Densho Digital Archive
Densho Visual History Collection
Title: Harvey Watanabe Interview
Narrator: Harvey Watanabe
Interviewer: Stacy Sakamoto
Location: Seattle, Washington
Date: November 4, 1996
Densho ID: denshovh-wharvey-01-0019

<Begin Segment 19>

HW: I had another assignment which was to screen all documents that were shipped to MacArthur's headquarters, Japanese documents. My job was to open up the crates and screen them, and decide which ones to translate totally, which ones partially, which ones, maybe not urgent, but of near, of practical value for the... for Hawaii, which covered the Pacific Ocean area. And then there were some documents that are for very long-range strategic value that we sent to, sent to Maryland. And there was also lots of it that I burned, in an incinerator there, and the interesting thing is by then, we weren't being tailed around by CIC operatives so much. If we left camp, there was always somebody watching us.

SS: CIC?

HW: Yeah, but by then, I could destroy anything I wanted to, without anybody lookin' to see what I was destroying -- [laughs] -- burning in the incinerator.

SS: So you mean at some point, you were still perceived as being not trustworthy.

HW: Well, yeah, we'd been on furlough and they would be following us around. We'd be walking down the street and we'd say, "Hey, somebody's tailing us," in one instance in Sydney, Australia. So the three of us, I said, "Well, let's duck into the next restaurant." So we did. We went inside the door, and just around the corner and waited, and sure enough, this guy shows up. So, we said, "Boo." [Laughs] He disappeared.

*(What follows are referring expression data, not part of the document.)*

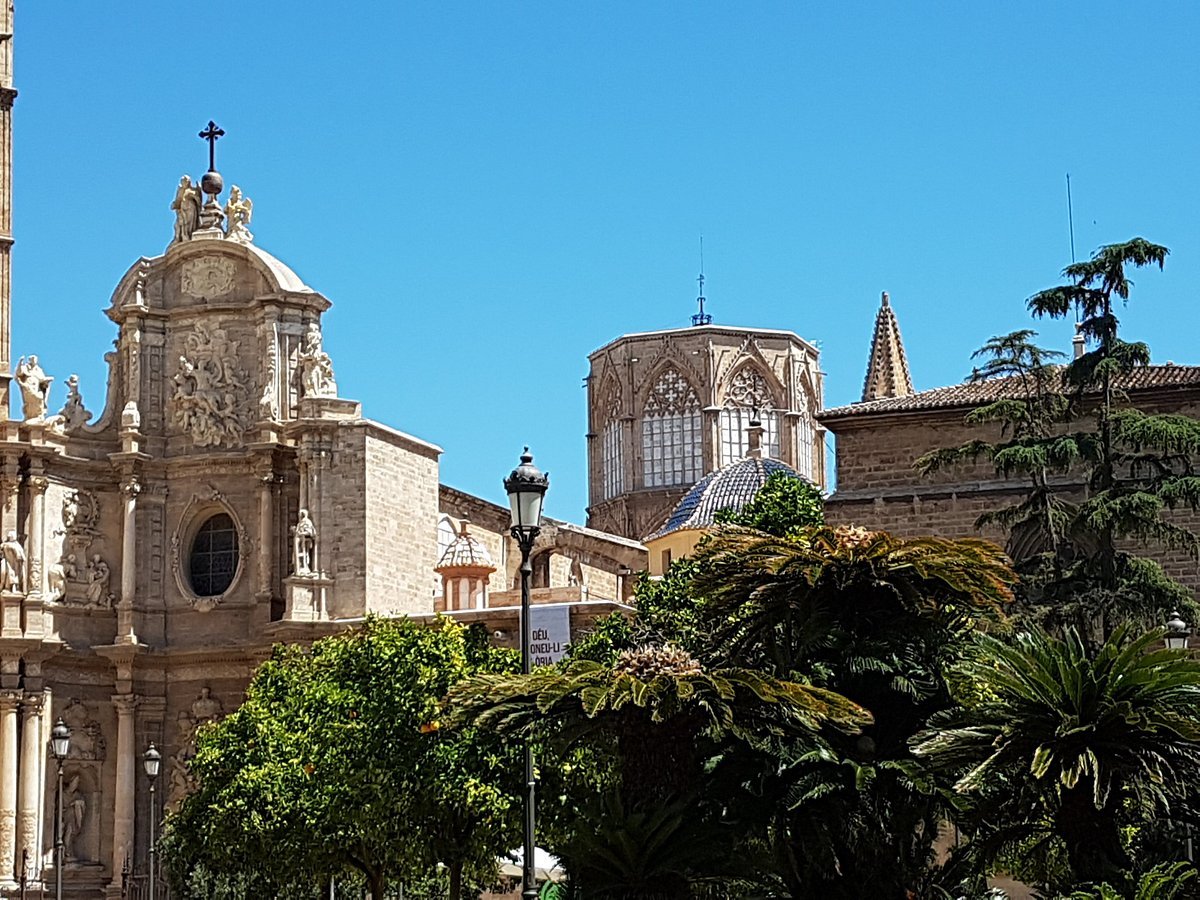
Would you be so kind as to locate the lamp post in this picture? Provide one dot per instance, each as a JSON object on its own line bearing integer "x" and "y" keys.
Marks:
{"x": 60, "y": 745}
{"x": 153, "y": 761}
{"x": 1177, "y": 633}
{"x": 526, "y": 487}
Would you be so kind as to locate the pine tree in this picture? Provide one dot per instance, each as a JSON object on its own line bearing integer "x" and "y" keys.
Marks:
{"x": 1059, "y": 423}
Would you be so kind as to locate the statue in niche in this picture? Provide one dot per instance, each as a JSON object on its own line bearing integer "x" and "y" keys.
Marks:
{"x": 315, "y": 365}
{"x": 35, "y": 388}
{"x": 187, "y": 209}
{"x": 73, "y": 412}
{"x": 12, "y": 565}
{"x": 87, "y": 739}
{"x": 304, "y": 543}
{"x": 205, "y": 708}
{"x": 99, "y": 575}
{"x": 75, "y": 811}
{"x": 181, "y": 781}
{"x": 238, "y": 211}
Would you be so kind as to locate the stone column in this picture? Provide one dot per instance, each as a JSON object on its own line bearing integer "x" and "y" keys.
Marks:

SS: How did you feel about that? Did you ever feel that your government had betrayed you or that the military --

HW: No, no. Because if I were the government I would do the same thing to anybody that I had in my employ, in my jurisdiction, that was doin' the same thing we were doing. Wanna make sure we're not talking to the wrong people. You hear about it in the paper all the time, people who work for foreign office or somethin' like that, spilling information for money to other... it happens today.

SS: The task that you were doing; you were handling really top secret things.

HW: Yes.

SS: Tell me a little bit about what that was like.

HW: Huh?

SS: Tell me a little bit about what that was like, you know, the kinds of things that would come across your desk.

HW: Well, one particular document we spent almost a week translating, and we did it very carefully because it was a report from a Japanese fighter pilot about what the B-29 airplane did, bomber did, when it tried to attack the bomber. And the significant thing is that the, is that the... to the fighter pilot, was that the bomber did a stupid thing, but when he went to attack the bomber, instead of the bomber trying to evade the fighter pilot -- it turned broadside to it, and turned all its guns onto the fighter plane. The fighter pilot was lucky he didn't get shot down. He didn't go after the bomber anymore. He went back and reported what he had come across. What the Japanese did not know is that in the B-29s we had managed to synchronize all the guns through one gunner. Any gunner could operate all the guns in the airplane. So one gunner could fire on one airplane with all the guns on the airplane, and they didn't know that. But that was one that we really worked hard to get it out.